The idea of space “curving” is easy to see when viewed subjectively; it’s no more “confusing” to humans than the “fact” that the earth appears flat (but is really round). It’s not by adjusting time that long-view perspective is fixed (or because time is bent that it’s broken); it’s pure subjective perspective. Even possibilities that toy with time and distance, like time travel, purely theoretical, meaningless in every sense of the word, are nevertheless endlessly interesting to society, even the most faraway, impossible theory.

But, I believe, everything we will eventually ever understand is contained in events that take place in real time. Other realities, theoretically, may exist but can never be proven, because we, existing and “seeing” only in real time, would never be able to comprehend them. The audience’s eyes are very subjective.

The theories of relativity may, unconsciously, be appealing, because the concept feels comfortable in a sociological context, among us, who have not only lived, but improved and adapted, thrived, based on personal relationships, and this organic trait, being social, is mimicked by the concept of “relativity,” even if you don’t know much more about it than just its name.

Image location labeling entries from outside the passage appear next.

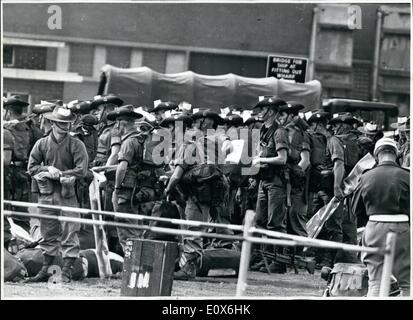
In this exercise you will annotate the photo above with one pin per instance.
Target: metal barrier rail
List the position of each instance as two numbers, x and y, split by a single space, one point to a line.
247 238
122 215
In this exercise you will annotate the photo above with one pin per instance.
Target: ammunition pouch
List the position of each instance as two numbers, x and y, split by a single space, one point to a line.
68 187
201 173
267 172
213 192
297 176
130 179
321 180
203 193
45 186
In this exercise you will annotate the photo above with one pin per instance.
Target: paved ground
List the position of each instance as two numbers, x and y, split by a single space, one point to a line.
259 284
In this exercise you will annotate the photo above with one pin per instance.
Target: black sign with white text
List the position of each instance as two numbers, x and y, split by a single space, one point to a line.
288 68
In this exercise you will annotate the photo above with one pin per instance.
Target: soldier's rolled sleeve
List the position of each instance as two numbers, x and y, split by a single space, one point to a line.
187 156
115 138
281 139
36 159
80 159
8 140
335 149
306 142
127 151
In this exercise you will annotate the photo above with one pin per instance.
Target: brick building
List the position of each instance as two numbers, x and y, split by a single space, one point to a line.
40 62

And now there’s a new guy in town, tossing out a “single energy,” and one-dimensional unimaginableness. Mathematicians have their calculators out, journalists their pens. At the end of the public relations funnel, how their insights feel when they finally reach the general public is an orchestrated and important part of science’s process of experimenting, with public and investor tools, making guesses about what they’ll tell us are the most important experiments we, humanity, have ever undertaken.